The second half of the law refers to digital assets as financial instruments and aims to create an environment in which blockchain and distributed ledger technologies can be regulated. For Paul (whose name is withheld), CEO of local Bitcoin firm 21Million, the new law could attract new business. He told Cointelegraph:

“The result they are trying to achieve is to attract new businesses to locate in the country by providing some legal clarifications that will make it easier and more transparent. They see this as a way to attract talent and entrepreneurs to the new economy.”
Note that cryptocurrencies and digital currencies are not legal tender in Andorra, and the Digital Asset Act does not make any proposals for the means of exchange. This privilege is exclusively for the European Central Bank’s preferred currency, the Euro. That didn’t stop Paul, an avid bitcoiner, from making the case for bitcoin (BTC) adoption in Andorra:

In a blog post, Paul explained that Andorra could embrace the Bitcoin standard, mine Bitcoin with renewable energy, take Bitcoin as a reserve asset, and welcome Bitcoin-focused companies from around the world.

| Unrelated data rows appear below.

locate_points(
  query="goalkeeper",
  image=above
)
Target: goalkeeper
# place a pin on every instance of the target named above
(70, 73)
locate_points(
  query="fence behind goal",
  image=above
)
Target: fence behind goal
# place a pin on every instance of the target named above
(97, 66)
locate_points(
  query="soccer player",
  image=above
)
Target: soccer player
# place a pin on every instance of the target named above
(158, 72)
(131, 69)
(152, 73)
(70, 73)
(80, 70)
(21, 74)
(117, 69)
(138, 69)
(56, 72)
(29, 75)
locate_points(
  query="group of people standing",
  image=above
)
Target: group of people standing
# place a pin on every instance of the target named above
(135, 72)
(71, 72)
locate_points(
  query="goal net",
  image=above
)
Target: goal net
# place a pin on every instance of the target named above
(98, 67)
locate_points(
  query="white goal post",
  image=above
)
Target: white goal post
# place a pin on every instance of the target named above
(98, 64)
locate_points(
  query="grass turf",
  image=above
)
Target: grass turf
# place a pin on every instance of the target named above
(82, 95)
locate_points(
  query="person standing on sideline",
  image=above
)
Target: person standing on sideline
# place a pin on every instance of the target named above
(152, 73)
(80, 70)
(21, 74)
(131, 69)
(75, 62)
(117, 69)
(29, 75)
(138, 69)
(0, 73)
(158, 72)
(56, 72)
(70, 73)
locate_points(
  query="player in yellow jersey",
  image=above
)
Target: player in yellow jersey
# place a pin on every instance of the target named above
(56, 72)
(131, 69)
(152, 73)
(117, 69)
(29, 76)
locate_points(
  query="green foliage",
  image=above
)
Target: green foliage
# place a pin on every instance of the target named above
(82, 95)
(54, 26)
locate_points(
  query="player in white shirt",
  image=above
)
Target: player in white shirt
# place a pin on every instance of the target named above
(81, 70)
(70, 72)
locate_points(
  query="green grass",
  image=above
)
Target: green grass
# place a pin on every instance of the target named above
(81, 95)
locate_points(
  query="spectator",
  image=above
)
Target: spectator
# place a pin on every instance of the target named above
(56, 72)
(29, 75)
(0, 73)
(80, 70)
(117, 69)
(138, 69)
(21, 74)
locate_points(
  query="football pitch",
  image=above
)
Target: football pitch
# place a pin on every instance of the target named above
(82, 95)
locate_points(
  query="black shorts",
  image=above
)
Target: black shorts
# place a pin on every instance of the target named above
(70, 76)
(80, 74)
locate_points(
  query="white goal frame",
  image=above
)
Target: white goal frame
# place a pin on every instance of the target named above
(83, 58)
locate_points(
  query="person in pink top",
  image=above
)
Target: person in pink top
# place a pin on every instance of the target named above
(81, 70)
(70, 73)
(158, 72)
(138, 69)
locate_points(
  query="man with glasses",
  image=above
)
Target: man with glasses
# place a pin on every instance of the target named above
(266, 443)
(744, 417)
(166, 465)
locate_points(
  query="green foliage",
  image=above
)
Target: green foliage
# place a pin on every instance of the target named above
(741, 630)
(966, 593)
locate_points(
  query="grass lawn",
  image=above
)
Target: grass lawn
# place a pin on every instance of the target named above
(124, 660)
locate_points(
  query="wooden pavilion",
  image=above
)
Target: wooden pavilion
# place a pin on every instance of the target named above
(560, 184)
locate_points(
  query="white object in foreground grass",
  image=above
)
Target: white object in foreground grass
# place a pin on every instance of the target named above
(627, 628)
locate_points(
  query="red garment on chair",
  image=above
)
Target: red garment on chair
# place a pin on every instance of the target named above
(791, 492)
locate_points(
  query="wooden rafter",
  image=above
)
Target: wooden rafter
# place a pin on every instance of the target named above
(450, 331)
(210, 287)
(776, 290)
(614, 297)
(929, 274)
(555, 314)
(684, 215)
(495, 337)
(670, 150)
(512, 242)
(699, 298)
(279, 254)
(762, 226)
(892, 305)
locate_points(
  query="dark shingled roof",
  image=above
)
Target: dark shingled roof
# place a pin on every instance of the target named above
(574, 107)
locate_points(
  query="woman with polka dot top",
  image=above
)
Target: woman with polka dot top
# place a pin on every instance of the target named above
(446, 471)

The national newspaper, Diari de Andorra, reports that the Digital Asset Act is a step towards “making cryptocurrency an everyday reality.” From a business perspective, Paul said the level of “crypto-compliance” depends on the activity.

“I have a friend who runs a mining operation here – no problem – and the electricity is cheap. If you offer financial advice, it will be the same: very friendly with a low tax rate. If you want to run an exchange, it can be a bit difficult to find a bank that works with you. The government itself wouldn’t mind.”
In an interview in May, Andorran Minister of Economy and Enterprise Jordi Gallardo stated that blockchain was one of the most important areas of investment in the small country. However, it is not clear if the minister was referring to Bitcoin (the world’s first blockchain) or research into distributed ledger technologies that support blockchains.

There is some confusion regarding Bitcoin, blockchain and crypto in Andorra. Source: Shutterstock
Jocelyn Tonilier, co-founder of StackinSat, told Cointelegraph that there is confusion regarding cryptocurrencies, blockchain, non-fungible tokens, and bitcoin. StackinSat hosts the major European Bitcoin conference, Surfin’ Bitcoin, in Biarritz, France outside of Andorra where the group is also headquartered.

Paul, a regular attendee at Surfin’ Bitcoin, stresses that in Andorra, the feeling and confusion remain the same: “The regulator does not differentiate between ‘crypto’ and Bitcoin. There has not been an ‘orange pill’ yet.” Eating the orange is the bitcoin language when a bitcoin novice begins to understand the basic principles of cryptocurrency.

Tonilier emphasized that awareness of digital currencies and technologies is on the rise, but that there are risks of scams and losses without proper educational tools or frameworks:

“According to a recent report by KPMG, there are more French people who are exposed to “cryptocurrencies” than the stock market […] France is known to be a hotbed of “shitcoinery.”
Although there is no “shitcoin” rating scheme, these coins are tokens other than Bitcoin, which, according to supporters of the latter, is at risk of being relegated to zero. The game token Squid was one of the most popular shitcoins in 2021.